La spiritualité du désert
Cet idéal de la prière continue, Martin l’a puisé chez les Pères du désert par le biais d’Hilaire : exilé en Orient, l’évêque de Poitiers avait connu l’expérience ascétique des moines du désert.
On a quelque peine aujourd’hui à comprendre l’extraordinaire attrait exercé par le désert sur les premières générations de chrétiens. Le modèle de perfection, dans les temps de persécution s’était identifié au martyre, témoignage suprême de la foi. La paix constantinienne étant intervenue, le désert prit la place du martyre. Le désert devient donc le symbole d’une vie sacrifiée, totalement offerte à la purification de l’âme et aux renoncements corporels en vue de se laisser « saisir par le Christ » (Ph 3,12). On connaissait la vie de Saint Antoine, écrite par Athanase, évêque d’Alexandrie en Egypte. Nul doute que ce portrait du plus illustre des Pères du désert n’ait servi de catalyseur à tout un mouvement d’ascétisme et d’érémitisme qui gagna de proche en proche les élites chrétiennes des cités, tant en Occident qu’en Orient.
Après Ligugé, Marmoutier devint le lieu de réclusion où Martin et ses disciples s’adonnaient à cette œuvre de Dieu qui les prenaient tout entiers. Sulpice Sévère lui-même dans sa description de Marmoutier établit le parallèle avec les solitudes d’Egypte : « cet endroit était si retiré et si écarté qu’il n’avait point à envier la solitude du désert. D’un côté, il était entouré par les rochers à pic d’une haute falaise ; de l’autre côté, la plaine était fermée par un léger méandre de la Loire. On n’y avait accès que par un seul chemin et très étroit. »
La cohérence d’une vie
Ce désir ardent de rencontrer le Seigneur dans la prière a traversé toute la vie de Martin, lui donnant son unité et sa cohérence. Martin passe insensiblement de la prière à l’action, de la mystique à la mission. Il est moine en même temps qu’il est évêque. Il prie en même temps qu’il évangélise. C’est dans le même mouvement de l’être qu’il est présent à Dieu dans la prière et présent aux hommes par le service apostolique. Il n’y a pas chez lui de fracture entre le dehors et le dedans.
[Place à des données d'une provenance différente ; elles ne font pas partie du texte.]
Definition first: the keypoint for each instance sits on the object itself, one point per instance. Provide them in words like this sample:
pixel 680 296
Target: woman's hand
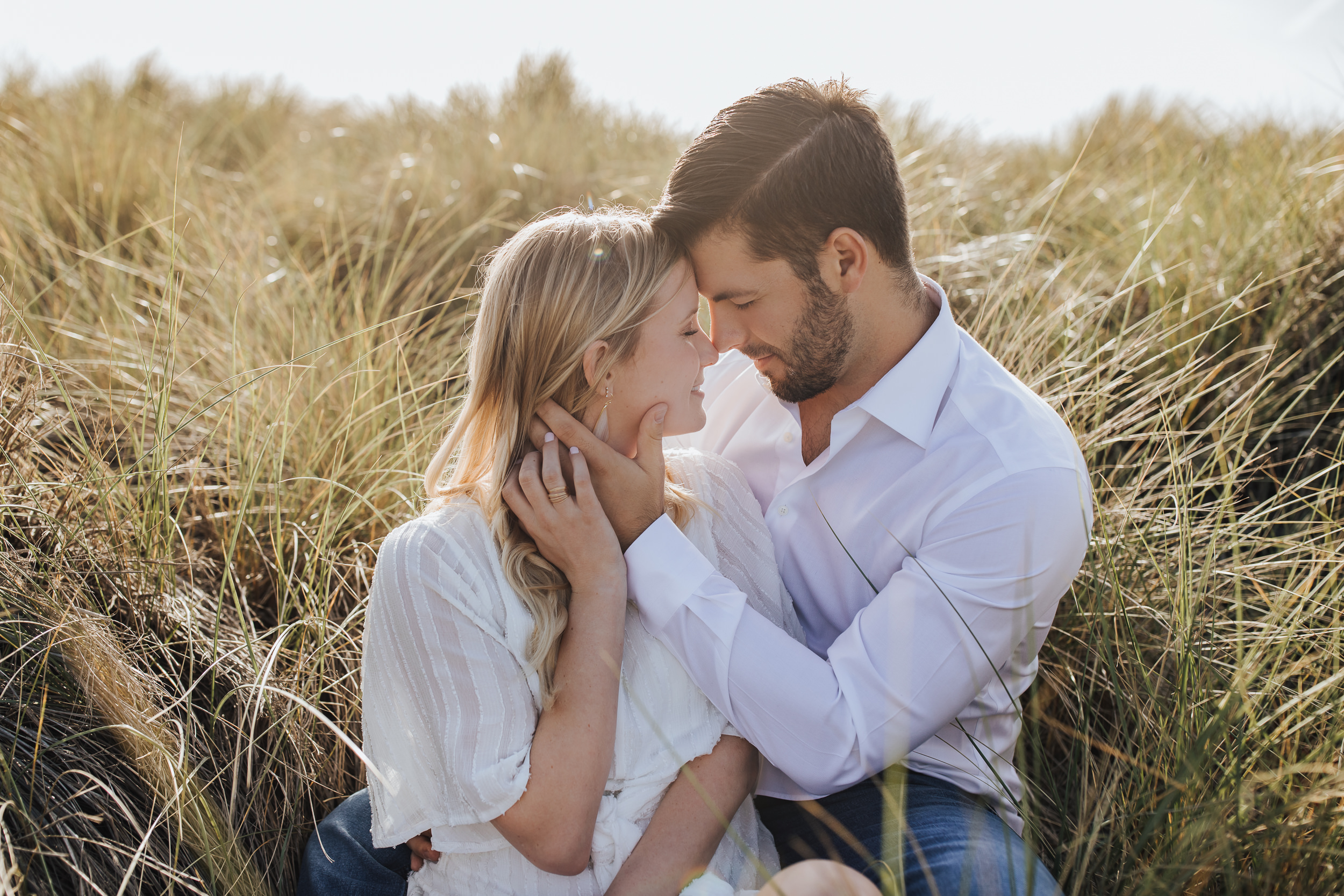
pixel 570 531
En témoigne le geste de la « charité de Tours », rapporté par Sulpice dans les Dialogues. Alors qu’il s’apprêtait à célébrer la messe dans sa cathédrale de Tours, Martin est interpellé par un homme à demi nu qui le supplie de lui donner un vêtement. L’évêque appelle alors l’archidiacre et lui ordonne de faire vêtir le malheureux. L’archidiacre tardant à accomplir sa tache, le pauvre fait irruption dans la sacristie, se plaignant d’être oublié. Aussitôt, Martin, sans être vu, écarte son surplis et par-dessous tire sa tunique dont il couvre le pauvre en le congédiant. Lorsque revient enfin l’archidiacre, Martin prendra la tunique grossière destinée au pauvre. Au cours de la messe, un globe de feu jaillit de sa tête. Seuls un prêtre, une des vierges, et trois moines peuvent l’apercevoir. Ce globe de feu vient comme attester que Martin vit pleinement du mystère d’amour qu’il célèbre à l’autel.
L’appel à l’intériorité
L’exemple de Martin est un puissant stimulant pour retrouver le sens de l’intériorité. La prière a été chez lui une respiration de l’âme et du cœur. En effet, seule la prière peut donner à tous les instants de notre vie ce souffle cette épaisseur sans les quels les plus beaux actes, aussi nobles et généreux soient-ils manquent de consistance. Habités de l’intérieur par la prière, tous les moments de notre vie voient leur portée démultipliée. Cette prière libère d’une recherche de l’efficacité toute extérieure. Dans la mesure où l’action s’est faite envahissante, la prière l’a été également dans la vie de l’évêque. Il voulait porter haut les bras de la croix et il a solidement fiché la hampe en terre, dans la profondeur de sa vie intérieure. Martin est-il confronté à une sourde hostilité, sa prédication rencontre-t-elle quelque opposition ? C’est dans la prière qu’il puise sa force ; c’est elle son arme de combat préférée. Il prie longuement, dans la confiance la plus totale, même quand le résultat se fait attendre. Puisse Saint Martin être pour chacun un guide sur ce chemin, parfois ardu et néanmoins vivifiant de la prière !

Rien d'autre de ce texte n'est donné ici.